Experiment with bitter oranges (updated)

I'm half serious when I say that we bought a garden with a house in it. The yard is full, overly full, with all sorts of oddities, most of them with thorns or prickles. The yard will require editing, after I decide what stays and what goes.

One of the plants that has been in my "to go" list is a bitter orange tree-let (Poncirus trifoliata) because it is a mass of twisted thorny branches planted in an awkward spot that served no purpose in the garden that I could tell. I may have to reassess that opinion. I've ignored the plant all summer, intending to dig it up this fall when it's not so miserable hot, and then a few days ago I found it had produced fruit, seven or eight small, fuzzy, fragrant fruit. The fragrance is odd: citrusy, medicinal and borderline janitorial all at the same time. Not conventionally pleasant but somehow still compelling.

The little oranges sat on my counter for a few days making the kitchen smell peculiar. Their uses are limited, it seems, so I thought I'd try infusing them into vodka. I dug through one of the last unpacked boxes for our small liquor stash, but no vodka. There was a bottle of white rum, though. I sliced the little buggers as thinly as their zillion seeds would allow, dumped everything into a jar, added some whole allspice and dried ginger bits because they smelled good together with the oranges, and filled the jar with the rum.
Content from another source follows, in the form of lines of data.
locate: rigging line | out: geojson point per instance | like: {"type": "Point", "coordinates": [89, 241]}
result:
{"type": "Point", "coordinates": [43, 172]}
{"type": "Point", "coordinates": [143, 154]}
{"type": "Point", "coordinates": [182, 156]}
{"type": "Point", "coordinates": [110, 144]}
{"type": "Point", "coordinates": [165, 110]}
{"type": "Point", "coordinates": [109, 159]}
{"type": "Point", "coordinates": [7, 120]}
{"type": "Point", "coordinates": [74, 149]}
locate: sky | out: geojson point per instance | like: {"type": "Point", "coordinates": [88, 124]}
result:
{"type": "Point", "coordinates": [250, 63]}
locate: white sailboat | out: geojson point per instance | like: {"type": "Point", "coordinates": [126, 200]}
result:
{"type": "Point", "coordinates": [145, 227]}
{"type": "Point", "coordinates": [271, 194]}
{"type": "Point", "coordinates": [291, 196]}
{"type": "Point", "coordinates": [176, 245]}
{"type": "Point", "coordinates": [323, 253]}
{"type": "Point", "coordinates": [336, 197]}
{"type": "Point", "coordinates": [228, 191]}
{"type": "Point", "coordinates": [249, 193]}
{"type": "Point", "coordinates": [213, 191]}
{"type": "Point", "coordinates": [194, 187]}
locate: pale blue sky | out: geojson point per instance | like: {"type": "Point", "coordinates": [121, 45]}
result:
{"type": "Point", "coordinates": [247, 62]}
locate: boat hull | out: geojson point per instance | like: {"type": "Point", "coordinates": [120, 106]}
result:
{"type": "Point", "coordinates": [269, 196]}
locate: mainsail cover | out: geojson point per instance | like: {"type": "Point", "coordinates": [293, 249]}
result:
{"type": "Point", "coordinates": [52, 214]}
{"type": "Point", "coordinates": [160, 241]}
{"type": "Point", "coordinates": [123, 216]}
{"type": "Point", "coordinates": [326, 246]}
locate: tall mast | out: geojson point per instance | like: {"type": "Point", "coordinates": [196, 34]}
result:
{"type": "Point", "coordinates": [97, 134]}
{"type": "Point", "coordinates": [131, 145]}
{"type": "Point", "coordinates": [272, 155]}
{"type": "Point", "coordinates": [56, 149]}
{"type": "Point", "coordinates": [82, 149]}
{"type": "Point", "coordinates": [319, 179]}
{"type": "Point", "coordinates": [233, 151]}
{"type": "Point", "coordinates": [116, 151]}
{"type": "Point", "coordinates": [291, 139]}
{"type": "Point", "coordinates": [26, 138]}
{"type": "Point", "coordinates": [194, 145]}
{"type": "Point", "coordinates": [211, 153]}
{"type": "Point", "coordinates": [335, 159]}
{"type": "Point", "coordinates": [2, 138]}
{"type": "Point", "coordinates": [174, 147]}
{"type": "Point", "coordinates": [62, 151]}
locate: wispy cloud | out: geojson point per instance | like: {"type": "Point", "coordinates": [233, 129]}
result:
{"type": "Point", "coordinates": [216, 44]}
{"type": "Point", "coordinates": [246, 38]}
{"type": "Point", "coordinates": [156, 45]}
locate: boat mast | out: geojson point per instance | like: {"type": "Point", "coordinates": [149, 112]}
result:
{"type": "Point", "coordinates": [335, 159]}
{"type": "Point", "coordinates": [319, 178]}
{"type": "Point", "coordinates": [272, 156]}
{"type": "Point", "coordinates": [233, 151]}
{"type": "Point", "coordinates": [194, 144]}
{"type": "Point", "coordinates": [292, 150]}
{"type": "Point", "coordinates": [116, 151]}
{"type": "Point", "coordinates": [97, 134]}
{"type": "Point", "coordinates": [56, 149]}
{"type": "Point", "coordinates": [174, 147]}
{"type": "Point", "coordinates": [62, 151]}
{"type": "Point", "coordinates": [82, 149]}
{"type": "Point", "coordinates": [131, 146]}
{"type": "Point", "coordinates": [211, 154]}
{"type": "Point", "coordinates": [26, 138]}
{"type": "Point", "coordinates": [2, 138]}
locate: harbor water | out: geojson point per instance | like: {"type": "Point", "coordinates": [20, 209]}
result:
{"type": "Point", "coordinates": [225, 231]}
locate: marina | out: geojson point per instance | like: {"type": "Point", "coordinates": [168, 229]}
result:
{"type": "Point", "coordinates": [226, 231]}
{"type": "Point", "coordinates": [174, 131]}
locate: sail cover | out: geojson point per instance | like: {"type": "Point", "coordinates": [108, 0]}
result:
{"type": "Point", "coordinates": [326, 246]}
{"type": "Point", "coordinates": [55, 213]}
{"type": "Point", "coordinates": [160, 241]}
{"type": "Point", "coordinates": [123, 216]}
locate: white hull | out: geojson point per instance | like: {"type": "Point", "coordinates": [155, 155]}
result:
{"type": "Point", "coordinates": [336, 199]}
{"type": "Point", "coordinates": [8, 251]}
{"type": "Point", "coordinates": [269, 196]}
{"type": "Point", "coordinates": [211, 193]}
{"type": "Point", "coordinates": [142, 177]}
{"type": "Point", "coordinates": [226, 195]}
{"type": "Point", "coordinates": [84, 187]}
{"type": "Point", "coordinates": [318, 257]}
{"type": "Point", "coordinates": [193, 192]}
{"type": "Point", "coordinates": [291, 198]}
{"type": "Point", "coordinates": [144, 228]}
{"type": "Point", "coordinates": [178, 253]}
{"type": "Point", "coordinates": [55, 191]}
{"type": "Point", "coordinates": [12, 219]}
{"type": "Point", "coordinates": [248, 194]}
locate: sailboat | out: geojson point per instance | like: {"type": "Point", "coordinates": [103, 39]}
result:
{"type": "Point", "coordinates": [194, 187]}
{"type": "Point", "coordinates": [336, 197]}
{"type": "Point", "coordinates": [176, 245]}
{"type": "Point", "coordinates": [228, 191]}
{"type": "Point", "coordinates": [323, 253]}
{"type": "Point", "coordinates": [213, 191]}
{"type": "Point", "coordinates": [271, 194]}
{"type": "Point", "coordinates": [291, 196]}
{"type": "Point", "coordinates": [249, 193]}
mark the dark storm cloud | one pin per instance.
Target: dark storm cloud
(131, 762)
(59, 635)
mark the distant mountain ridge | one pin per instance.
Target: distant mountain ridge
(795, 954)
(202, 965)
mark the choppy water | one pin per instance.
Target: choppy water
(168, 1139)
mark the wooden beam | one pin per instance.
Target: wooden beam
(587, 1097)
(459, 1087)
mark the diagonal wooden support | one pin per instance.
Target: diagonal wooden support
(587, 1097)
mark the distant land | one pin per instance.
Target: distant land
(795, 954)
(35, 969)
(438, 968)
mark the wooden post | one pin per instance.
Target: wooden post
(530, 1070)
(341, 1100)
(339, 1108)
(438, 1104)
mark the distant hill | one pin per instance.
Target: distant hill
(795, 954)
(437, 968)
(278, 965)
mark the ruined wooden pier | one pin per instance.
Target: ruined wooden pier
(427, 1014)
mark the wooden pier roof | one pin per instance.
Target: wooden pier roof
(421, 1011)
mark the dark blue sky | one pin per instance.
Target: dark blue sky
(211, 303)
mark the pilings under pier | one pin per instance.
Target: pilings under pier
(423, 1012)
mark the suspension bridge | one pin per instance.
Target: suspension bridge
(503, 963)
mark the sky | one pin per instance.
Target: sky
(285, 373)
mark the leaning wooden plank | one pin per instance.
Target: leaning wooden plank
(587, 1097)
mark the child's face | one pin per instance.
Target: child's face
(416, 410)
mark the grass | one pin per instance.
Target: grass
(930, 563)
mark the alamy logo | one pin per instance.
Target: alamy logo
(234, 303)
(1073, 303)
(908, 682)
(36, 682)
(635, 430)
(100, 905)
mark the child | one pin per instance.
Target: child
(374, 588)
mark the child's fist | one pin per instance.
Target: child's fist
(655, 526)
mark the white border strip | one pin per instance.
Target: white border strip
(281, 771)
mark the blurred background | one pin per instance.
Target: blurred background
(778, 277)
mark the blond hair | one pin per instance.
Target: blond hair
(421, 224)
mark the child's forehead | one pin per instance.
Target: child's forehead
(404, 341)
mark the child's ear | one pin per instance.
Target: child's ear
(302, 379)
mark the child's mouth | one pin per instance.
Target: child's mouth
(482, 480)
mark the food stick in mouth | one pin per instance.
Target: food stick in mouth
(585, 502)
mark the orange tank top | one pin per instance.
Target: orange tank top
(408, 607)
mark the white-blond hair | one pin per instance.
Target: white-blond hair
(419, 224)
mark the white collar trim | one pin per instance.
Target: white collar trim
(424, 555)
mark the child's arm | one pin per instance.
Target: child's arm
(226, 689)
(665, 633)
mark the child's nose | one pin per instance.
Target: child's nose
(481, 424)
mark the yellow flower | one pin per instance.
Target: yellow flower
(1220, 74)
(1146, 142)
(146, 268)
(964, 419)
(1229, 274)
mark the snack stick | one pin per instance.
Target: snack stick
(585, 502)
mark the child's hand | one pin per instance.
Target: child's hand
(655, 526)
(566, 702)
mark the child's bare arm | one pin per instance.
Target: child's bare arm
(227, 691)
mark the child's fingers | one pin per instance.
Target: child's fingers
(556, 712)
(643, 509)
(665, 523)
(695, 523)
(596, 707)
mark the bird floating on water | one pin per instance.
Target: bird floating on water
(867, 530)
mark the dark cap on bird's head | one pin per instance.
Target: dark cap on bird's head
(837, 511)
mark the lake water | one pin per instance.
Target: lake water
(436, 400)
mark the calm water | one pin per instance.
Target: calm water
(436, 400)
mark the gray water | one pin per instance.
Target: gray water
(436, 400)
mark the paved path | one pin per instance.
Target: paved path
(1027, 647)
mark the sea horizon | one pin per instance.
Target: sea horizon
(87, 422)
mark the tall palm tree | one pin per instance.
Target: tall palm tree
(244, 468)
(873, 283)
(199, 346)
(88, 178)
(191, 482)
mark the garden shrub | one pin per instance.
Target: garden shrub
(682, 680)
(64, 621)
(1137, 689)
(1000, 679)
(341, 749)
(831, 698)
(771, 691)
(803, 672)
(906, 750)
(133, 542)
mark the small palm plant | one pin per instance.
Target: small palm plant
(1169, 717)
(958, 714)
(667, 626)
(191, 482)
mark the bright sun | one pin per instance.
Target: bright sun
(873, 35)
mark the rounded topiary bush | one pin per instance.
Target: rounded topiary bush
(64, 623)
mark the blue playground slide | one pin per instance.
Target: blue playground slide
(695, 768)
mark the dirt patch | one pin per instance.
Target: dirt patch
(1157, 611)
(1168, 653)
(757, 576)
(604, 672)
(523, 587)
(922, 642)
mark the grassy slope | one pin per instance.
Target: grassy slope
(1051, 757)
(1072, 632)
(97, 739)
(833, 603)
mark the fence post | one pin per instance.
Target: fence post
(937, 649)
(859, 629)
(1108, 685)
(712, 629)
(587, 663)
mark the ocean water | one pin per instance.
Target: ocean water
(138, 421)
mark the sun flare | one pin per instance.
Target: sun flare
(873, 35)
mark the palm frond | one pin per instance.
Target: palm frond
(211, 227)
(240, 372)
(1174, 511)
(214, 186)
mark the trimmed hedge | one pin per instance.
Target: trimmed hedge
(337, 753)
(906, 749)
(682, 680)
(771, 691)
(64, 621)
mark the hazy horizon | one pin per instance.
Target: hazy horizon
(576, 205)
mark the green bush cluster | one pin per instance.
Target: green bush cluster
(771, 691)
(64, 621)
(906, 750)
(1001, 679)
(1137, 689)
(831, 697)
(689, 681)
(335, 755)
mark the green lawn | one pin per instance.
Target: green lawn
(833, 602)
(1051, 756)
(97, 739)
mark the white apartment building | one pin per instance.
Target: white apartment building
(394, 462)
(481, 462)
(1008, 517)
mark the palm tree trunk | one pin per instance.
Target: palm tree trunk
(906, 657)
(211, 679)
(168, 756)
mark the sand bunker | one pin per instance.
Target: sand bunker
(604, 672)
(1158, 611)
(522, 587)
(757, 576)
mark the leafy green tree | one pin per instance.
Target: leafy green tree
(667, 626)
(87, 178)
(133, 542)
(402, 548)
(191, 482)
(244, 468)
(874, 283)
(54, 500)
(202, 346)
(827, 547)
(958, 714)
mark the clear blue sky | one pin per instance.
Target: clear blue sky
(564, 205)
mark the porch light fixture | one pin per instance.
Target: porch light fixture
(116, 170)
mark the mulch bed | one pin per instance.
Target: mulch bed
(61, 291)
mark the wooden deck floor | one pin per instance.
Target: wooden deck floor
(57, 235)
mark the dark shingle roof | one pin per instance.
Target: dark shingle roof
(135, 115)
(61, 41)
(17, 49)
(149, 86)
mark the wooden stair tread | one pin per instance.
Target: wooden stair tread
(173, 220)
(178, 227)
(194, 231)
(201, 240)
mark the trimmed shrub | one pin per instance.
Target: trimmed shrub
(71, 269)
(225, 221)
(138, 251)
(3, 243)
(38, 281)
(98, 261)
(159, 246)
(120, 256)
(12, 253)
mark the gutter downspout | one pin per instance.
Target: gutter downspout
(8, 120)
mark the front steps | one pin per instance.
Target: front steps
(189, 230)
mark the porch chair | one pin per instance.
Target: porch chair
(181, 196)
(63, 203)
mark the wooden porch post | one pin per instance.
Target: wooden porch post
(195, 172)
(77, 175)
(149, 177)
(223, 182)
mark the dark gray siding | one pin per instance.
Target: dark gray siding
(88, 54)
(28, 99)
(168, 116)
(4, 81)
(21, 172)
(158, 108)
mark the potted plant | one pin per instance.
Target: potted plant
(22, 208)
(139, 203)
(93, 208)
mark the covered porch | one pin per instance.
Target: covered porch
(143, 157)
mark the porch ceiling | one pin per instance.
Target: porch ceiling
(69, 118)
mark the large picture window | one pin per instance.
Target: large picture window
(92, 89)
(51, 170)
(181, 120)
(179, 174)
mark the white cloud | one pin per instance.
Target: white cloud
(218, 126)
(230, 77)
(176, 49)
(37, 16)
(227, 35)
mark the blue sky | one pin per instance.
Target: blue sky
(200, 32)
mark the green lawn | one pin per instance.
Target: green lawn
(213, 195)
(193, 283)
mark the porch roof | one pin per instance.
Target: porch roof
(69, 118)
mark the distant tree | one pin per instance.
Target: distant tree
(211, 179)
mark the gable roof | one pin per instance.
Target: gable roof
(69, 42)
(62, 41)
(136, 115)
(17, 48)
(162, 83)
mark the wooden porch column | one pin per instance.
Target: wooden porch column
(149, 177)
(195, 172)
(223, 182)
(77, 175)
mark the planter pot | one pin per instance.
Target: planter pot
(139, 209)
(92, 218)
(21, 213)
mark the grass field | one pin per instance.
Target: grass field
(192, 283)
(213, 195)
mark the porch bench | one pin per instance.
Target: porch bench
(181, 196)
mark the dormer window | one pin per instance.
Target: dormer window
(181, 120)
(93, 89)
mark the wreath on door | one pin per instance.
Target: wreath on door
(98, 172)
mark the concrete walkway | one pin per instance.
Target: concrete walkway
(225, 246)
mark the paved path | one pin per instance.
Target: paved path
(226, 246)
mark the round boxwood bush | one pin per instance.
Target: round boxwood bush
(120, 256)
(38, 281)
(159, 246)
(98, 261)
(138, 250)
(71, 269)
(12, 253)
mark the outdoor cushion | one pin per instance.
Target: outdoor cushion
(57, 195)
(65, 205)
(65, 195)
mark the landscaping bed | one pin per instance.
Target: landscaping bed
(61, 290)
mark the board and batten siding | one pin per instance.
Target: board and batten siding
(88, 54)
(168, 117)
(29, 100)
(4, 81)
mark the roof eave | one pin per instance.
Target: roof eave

Let's see what happens, and whether this plant is a keeper after all...

(ETA I'll add a photo when I can figure out how to make Blogger cooperate with my Mac. Also, the fruit is resinous as hell. Getting my knife, the bowl and the cutting mat clean took some serious elbow grease and a lot of full strength dish detergent. I had to toss the sponge afterward.)

(2nd ETA: The experiment was a total fail. It looked cool but when I opened the jar up after a few days of infusing, the "janitorial" smell had gone from borderline to OMFG. My garbage disposal smelled great for a few days though. Looks like the plant it going back on the list of plants to dig up.)

"Ah ha" or "Doh" moment?

Reading Ruth Reichl's latest book the other night, I found one of those ideas that is so simple and obvious, and yet I had never even considered before: when making chicken broth, put the seasonings and other goodies in with the chicken AFTER the foamy stuff that you should skim off cooks out of the bird. This, after years of cursing under my breath as I skimmed peppercorns off with the foam and bobbed the spoon around trying to separate the foam from onion halves and garlic cloves, eliminated that little frustration while making a batch of Thai-inspired coconut chicken soup for the freezer.